本拠地最終戦で近鉄を応援するハイヒール・モモコ(2004年9月)
本拠地最終戦で近鉄を応援するハイヒール・モモコ(2004年9月)

 大阪近鉄の猛牛戦士たちは愛着あるユニホームでの、本拠地最終戦を忘れることはないだろう。

 平成16年(2004年)9月24日、大阪ドームでの近鉄―西武。この年、スポーツ界ではアテネ五輪が開催され、MLBではマリナーズ・イチローがシーズン262安打で年間最多記録を84年ぶりに更新した。

 だが、近鉄ナインはそれどころではなかった。目の前の試合に全力で取り組むことには変わりはない。だが、この試合が終われば近鉄の選手として大阪ドームでプレーすることはなくなる。

選手会長の礒部(右)をねぎらう梨田監督(2004年9月)
選手会長の礒部(右)をねぎらう梨田監督(2004年9月)

 当時の選手会長・礒部公一は「合併も阻止できなかった。ファンの皆さんに申しわけない。でも、下ばっかり向いとったらあかんやろ。全力で頑張ってくるわ」と複雑な心境を口にしてフィールドに飛び出して行った。

 当日は内外野の自由席が無料開放された。球団発表では満員4万8000人のファンが球場に詰めかけた。この光景を見たある球団職員は「普段からこれくらい球場が満席やったら、こんなことにならんかったのになあ」と自虐気味につぶやいた。

 先発はベテランの高村祐。大村直之、水口栄二の1、2番から3番・礒部公一、4番・中村紀洋、5番・北川博敏と01年優勝メンバーがスタメンに顔を揃えた。

オール直球勝負を仕掛けた松坂大輔(2004年9月)
オール直球勝負を仕掛けた松坂大輔(2004年9月)

 印象に残っているのは西武が2―1とリードして迎えた5回裏だった。松坂大輔が2番手として登板。最優秀防御率のタイトルがかかっていた松坂は、1回を無失点に抑えれば近鉄・岩隈を引き離せるという背景もあった。
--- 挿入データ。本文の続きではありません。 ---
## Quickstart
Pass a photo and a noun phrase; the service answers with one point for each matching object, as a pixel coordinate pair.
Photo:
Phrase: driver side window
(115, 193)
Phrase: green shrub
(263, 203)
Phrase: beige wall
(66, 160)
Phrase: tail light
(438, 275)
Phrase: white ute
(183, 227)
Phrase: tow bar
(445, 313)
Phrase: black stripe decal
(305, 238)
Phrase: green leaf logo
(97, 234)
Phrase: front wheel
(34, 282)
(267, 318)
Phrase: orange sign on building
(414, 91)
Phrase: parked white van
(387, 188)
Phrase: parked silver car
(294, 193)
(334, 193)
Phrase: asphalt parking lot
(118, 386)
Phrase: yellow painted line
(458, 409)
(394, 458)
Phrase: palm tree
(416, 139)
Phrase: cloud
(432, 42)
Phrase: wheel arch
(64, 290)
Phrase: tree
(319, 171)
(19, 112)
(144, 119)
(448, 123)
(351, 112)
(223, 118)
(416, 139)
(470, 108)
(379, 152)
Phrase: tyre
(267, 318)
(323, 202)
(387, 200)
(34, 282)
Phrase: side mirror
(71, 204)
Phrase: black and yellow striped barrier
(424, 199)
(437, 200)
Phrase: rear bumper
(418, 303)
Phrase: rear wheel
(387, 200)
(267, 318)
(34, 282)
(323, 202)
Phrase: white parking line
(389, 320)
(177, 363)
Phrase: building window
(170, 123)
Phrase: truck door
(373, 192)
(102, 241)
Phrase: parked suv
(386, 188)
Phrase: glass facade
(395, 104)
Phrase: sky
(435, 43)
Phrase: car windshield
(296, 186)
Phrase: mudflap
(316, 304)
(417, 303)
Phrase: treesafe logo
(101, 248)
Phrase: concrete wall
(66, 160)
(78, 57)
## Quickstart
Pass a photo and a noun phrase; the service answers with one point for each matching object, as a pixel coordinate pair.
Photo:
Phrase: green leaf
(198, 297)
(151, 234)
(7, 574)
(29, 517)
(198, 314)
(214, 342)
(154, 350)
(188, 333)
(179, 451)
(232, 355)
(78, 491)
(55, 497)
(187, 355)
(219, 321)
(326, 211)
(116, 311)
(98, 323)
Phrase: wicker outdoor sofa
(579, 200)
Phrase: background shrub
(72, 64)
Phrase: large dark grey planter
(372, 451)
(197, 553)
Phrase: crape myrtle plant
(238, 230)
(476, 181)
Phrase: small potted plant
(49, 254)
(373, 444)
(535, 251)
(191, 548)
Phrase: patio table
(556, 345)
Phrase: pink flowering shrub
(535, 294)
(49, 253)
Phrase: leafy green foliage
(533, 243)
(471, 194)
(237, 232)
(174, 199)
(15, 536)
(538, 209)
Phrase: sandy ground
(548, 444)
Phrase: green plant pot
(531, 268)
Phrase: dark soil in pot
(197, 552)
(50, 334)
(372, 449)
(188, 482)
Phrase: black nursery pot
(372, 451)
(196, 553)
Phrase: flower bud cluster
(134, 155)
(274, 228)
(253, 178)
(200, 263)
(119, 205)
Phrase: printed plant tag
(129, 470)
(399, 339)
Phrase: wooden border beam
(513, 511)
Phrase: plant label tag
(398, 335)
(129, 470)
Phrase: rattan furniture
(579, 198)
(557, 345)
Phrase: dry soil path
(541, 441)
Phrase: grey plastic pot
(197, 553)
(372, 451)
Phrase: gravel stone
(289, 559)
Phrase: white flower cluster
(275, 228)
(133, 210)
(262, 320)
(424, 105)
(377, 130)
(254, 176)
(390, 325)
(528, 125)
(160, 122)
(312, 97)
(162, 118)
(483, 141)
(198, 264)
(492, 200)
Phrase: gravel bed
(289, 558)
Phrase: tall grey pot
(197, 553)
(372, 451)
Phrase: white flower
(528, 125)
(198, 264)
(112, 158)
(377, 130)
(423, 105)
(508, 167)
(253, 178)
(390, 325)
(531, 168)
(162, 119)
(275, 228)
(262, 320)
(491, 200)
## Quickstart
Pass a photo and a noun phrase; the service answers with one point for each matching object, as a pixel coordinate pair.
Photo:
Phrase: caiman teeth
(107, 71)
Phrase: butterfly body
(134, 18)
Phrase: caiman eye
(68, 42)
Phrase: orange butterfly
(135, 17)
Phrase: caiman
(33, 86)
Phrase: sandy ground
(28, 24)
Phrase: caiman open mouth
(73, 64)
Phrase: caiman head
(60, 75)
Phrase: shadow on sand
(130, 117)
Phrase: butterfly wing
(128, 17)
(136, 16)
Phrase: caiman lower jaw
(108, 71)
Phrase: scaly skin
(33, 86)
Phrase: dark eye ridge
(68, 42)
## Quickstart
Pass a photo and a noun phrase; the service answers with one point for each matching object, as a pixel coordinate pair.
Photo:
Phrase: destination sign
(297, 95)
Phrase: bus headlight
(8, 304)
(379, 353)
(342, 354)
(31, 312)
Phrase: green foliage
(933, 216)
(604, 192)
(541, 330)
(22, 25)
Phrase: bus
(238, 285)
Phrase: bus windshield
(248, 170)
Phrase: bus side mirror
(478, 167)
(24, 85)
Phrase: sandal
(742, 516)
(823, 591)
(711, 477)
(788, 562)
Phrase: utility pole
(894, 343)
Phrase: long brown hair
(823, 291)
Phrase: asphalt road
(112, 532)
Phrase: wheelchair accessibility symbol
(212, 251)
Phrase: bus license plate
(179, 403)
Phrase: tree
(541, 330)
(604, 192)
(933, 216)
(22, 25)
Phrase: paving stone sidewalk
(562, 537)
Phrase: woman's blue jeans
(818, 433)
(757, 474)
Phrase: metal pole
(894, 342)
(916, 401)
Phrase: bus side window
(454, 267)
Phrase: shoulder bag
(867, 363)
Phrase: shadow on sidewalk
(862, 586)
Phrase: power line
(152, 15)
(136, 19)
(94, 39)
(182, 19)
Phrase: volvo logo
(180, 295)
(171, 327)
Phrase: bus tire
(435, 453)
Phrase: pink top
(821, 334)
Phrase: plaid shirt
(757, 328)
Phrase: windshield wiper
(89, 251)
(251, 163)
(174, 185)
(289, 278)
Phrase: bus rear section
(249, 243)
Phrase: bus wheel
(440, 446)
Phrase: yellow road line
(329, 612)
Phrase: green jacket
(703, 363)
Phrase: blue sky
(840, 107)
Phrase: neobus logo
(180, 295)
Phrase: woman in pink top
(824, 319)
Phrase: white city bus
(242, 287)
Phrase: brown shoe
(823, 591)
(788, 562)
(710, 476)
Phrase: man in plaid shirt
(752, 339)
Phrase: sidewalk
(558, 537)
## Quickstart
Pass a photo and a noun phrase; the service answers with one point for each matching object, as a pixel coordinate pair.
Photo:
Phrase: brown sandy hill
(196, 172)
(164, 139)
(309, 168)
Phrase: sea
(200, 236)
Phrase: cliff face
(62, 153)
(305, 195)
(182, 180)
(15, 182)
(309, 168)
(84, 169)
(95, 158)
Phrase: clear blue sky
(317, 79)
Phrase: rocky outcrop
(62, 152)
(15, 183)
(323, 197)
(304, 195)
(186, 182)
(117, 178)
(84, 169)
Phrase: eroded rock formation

 ただ、予定の1回を三者凡退に抑えた松坂は6回も志願の続投。打席の中村紀にオール直球勝負を仕掛けた。本塁打を浴びて失点するリスクもあったが、この後に及んでタイトルなど度外視。力と力の「平成の名勝負」を迷いなく演出した。

松坂に抑えられた中村紀はこの表情(2004年9月)
松坂に抑えられた中村紀はこの表情(2004年9月)

 初球は149キロで空振り。2球目は150キロ空振り。3球目は149キロで二ゴロ。松坂の豪速球、中村紀のフルスイングにスタンドは大いに沸いた。3年前の同じ日には松坂が中村紀から生涯唯一のサヨナラ本塁打を被弾し近鉄にマジック1が点灯した。あれからわずか3年で近鉄が消滅するとは誰も想像していなかった。

スタンドのファンにあいさつする近鉄ナイン(2004年9月)
スタンドのファンにあいさつする近鉄ナイン(2004年9月)

 ゲームは同点の延長11回、一死二塁から星野おさむの右翼線サヨナラ二塁打で近鉄が勝利を収めた。一塁ベンチからナインが飛び出し、歓喜の輪ができたあとには、別れの時が待っていた。04年限りで引退した加藤伸一、赤堀元之をはじめ、近鉄一、二軍全選手が最後のホームユニホームで球場を一周した。

 一、二塁間に選手、スタッフ、裏方全員が整列し右翼スタンドをバックに写真撮影を行った。歴戦の兵(つわもの)、近鉄いてまえ打線の猛者たちが人目をはばからず号泣した。

涙をぬぐう中村紀(2004年9月)
涙をぬぐう中村紀(2004年9月)

 55年の近鉄球団の歴史がここで終わると実感した1戦だった。